The ever-growing universe is believed to be home to at least 100 billion galaxies of different shapes, sizes and compositions. Similar to the Milky Way, galaxies around the universe host huge collections of stars and other celestial objects. Now, researchers have made the discovery of cold quasars which provide more knowledge on how galaxies die, and when they stop producing new stars.
At the 234th meeting of the American Astronomical Society in St. Louis, astrophysicist Allison Kirkpatrick, assistant professor of physics and astronomy at the University of Kansas presented her discovery of cold quasars. Cold quasars are considered to be galaxies with an abundance of cold gas, which are still capable of producing new stars, despite having a quasar at its heart. The discovery is particularly important because it features a galaxy life cycle which has previously been unknown to researchers, called a “cold quasar phase.”
Quasars form when the supermassive black hole at the heart of a galaxy starts collecting all the material around it. It sucks in the gas, which causes an accretion disk to form, and then becomes super heated. When it heats up enough, it will emit enormous amounts of light, causing the quasar to become far brighter than a regular galaxy.
Initially, researchers believed that once the supermassive black hole at the center became a quasar, that meant that the galaxy was “dead.” In other words, they believed that it was no longer capable of producing new stars.
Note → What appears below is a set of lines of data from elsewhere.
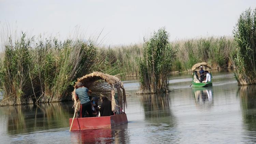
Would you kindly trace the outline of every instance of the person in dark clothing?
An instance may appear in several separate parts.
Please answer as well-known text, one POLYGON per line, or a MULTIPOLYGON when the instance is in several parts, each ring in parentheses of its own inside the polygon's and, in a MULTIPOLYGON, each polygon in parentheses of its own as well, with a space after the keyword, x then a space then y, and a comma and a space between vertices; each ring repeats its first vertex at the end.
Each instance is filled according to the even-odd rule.
POLYGON ((102 103, 100 108, 100 116, 110 116, 114 115, 112 111, 111 102, 106 97, 103 97, 101 98, 102 103))
POLYGON ((96 111, 97 112, 97 115, 99 114, 99 105, 98 104, 98 103, 99 101, 99 98, 96 97, 94 97, 93 98, 93 100, 94 102, 94 109, 96 110, 96 111))
POLYGON ((202 82, 204 79, 204 70, 203 69, 203 67, 200 67, 200 70, 199 71, 199 73, 200 74, 200 82, 202 82))
POLYGON ((91 93, 91 91, 83 86, 81 82, 77 83, 76 86, 75 93, 77 96, 76 99, 79 98, 81 103, 80 106, 80 117, 84 117, 85 112, 87 111, 90 117, 92 117, 93 111, 91 110, 90 101, 88 96, 88 93, 91 93))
The discovery of cold quasars changes this theory.
The team conducted analyses of data collected by the European Space Agency’s XMM-Newton Telescope, which revealed that there are 10 percent of galaxies with supermassive black holes that are accreting, and containing enough of the cold gas to produce new stars. However, the new discoveries don’t end here. The team analyzed the 10 percent of those galaxies, finding an exception in another 10 percent.
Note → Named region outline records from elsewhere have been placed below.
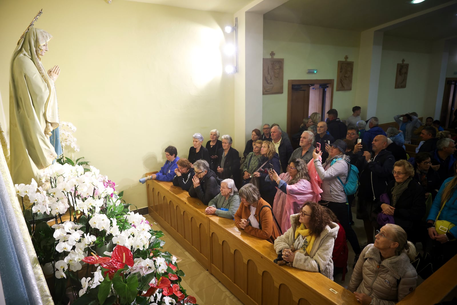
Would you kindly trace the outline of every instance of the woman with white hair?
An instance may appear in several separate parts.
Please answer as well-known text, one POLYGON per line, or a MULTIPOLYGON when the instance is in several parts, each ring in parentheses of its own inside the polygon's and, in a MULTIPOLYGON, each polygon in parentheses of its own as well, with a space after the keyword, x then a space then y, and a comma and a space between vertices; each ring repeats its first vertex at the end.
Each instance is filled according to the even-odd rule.
POLYGON ((228 134, 222 137, 222 148, 218 151, 218 168, 216 173, 221 179, 230 178, 235 181, 235 185, 241 184, 239 171, 239 153, 232 147, 232 137, 228 134))
POLYGON ((233 219, 240 202, 238 189, 233 179, 226 179, 221 182, 221 193, 211 199, 205 210, 208 215, 233 219))
POLYGON ((214 171, 209 168, 205 160, 195 161, 195 174, 192 177, 192 185, 189 189, 189 195, 198 198, 205 205, 219 193, 219 183, 214 171))
POLYGON ((410 262, 416 249, 397 225, 386 225, 375 237, 374 244, 360 254, 348 289, 363 305, 393 305, 417 285, 417 273, 410 262))
POLYGON ((192 138, 194 145, 189 149, 189 157, 187 158, 192 164, 192 168, 193 168, 194 163, 197 160, 205 160, 208 164, 211 164, 211 159, 209 157, 208 150, 202 147, 203 140, 203 136, 201 134, 197 133, 194 134, 192 138))
POLYGON ((209 141, 206 142, 206 149, 211 159, 209 168, 214 171, 218 167, 218 151, 222 148, 222 142, 219 139, 220 135, 219 130, 213 129, 209 132, 209 141))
“These are very compact, blue, luminous sources,” Kirkpatrick said in a press release. “They look exactly like you would expect a supermassive black hole to look in the end stages after it has quenched all of the star formation in a galaxy. This is evolving into a passive elliptical galaxy, yet we have found a lot of cold gas in these as well. These are the population that I’m calling ‘cold quasars.’”
Kirkpatrick’s discovery points out that the cold quasar phase might not be as rare as it was previously thought. The team believes that at some in its life cycle, every galaxy will go through the cold quasar phase.
“This is a transition phase, let’s say of 10 million years,” she said in the press release. “In universal timescales, that’s really short — and it’s hard to catch this thing. We’re doing what we call a blind survey to find objects we weren’t looking for. And by finding these objects, yes, it could imply that this happens to every galaxy.”